Innovation et créativité

L’article How—and why—to teach innovation in our schools, paru dans en février dernier dans eSchool News a un titre tout aussi intéressant que son sous-titre: « Call for innovative society raises important questions about education » (traduction libre: L’appel à une société innovante soulève d’importantes questions sur l’éducation).

L’auteur de l’article présente les 5 i de l’innovation: Imagination, Inquiry (recherche/enquête), Invention, Implementation (application/mise en oeuvre) et Initiative.

 

Imagination

La discipline a pris la place de l’imagination en classe. Selon l’auteur, la créativité n’est pas nécessairement quelque chose de spontané et il propose de « pratiquer » la créativité, en commençant par la combinaison de disciplines.

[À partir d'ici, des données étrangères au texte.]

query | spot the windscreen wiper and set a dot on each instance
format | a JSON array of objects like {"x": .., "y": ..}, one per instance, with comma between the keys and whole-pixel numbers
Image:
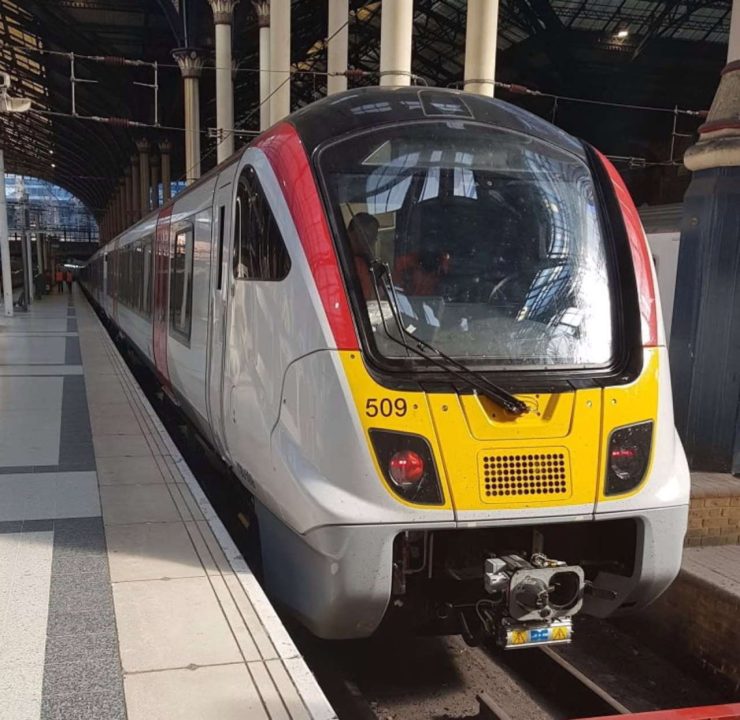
[{"x": 380, "y": 272}]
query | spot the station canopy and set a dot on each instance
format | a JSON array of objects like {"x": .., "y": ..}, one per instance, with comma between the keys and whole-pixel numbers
[{"x": 88, "y": 67}]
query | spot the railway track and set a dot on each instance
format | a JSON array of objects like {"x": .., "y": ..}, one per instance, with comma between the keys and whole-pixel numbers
[{"x": 569, "y": 689}]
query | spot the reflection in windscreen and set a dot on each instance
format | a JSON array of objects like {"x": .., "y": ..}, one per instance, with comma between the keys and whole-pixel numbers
[{"x": 492, "y": 239}]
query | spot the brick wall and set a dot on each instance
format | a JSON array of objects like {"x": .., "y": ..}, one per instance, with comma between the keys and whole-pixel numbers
[{"x": 714, "y": 515}]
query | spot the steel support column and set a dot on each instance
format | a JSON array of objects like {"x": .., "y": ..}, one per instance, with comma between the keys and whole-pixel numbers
[
  {"x": 5, "y": 245},
  {"x": 262, "y": 8},
  {"x": 396, "y": 30},
  {"x": 128, "y": 211},
  {"x": 143, "y": 147},
  {"x": 279, "y": 60},
  {"x": 223, "y": 18},
  {"x": 135, "y": 190},
  {"x": 165, "y": 150},
  {"x": 705, "y": 333},
  {"x": 154, "y": 176},
  {"x": 480, "y": 46},
  {"x": 733, "y": 46},
  {"x": 338, "y": 46},
  {"x": 191, "y": 66}
]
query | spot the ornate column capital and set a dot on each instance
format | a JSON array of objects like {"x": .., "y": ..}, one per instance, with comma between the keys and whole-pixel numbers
[
  {"x": 262, "y": 8},
  {"x": 190, "y": 61},
  {"x": 719, "y": 136},
  {"x": 223, "y": 11}
]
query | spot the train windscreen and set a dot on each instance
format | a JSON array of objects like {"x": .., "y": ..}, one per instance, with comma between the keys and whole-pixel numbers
[{"x": 492, "y": 240}]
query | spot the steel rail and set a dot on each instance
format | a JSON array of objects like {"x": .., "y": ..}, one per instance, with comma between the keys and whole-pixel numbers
[{"x": 560, "y": 681}]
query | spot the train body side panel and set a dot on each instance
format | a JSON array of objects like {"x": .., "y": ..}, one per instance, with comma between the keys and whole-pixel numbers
[{"x": 270, "y": 325}]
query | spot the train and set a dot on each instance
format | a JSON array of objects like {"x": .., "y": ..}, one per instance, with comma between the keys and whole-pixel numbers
[{"x": 422, "y": 328}]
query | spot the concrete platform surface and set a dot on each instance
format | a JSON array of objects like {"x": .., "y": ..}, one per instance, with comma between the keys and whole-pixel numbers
[{"x": 121, "y": 593}]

Inquiry (recherche/enquête)

« Qui pose les questions en classe? » L’enseignant. Et la réponse attendue est souvent la bonne réponse. La recherche et l’exploration font partie de l’innovation.

(Il n’est pas possible d’accéder à la suite de l’article gratuitement, mais je vous propose ceci: Imagination and Initiative: Harvard’s and Hiam’s Advice for Educating for innovation)

Invention

L’invention, appliquée à l’éducation, c’est aussi le transfert. Voici des suggestions de questions proposées: “Can you think of a better way to do this math problem?” “Can you apply what we’ve just learned about how the ancient Egyptians moved stones to build pyramids in some modern-day invention of your own?”. Cet aspect touche la classe, mais aussi l’ensemble du système. Pour inventer, il réfléchir, essayer, se tromper, recommencer, et pour cela, il faut du temps. Comment y accorder le temps nécessaire dans un contexte où les enseignants affirment « qu’il y a beaucoup la matière à couvrir »…

Implementation (application/mise en oeuvre)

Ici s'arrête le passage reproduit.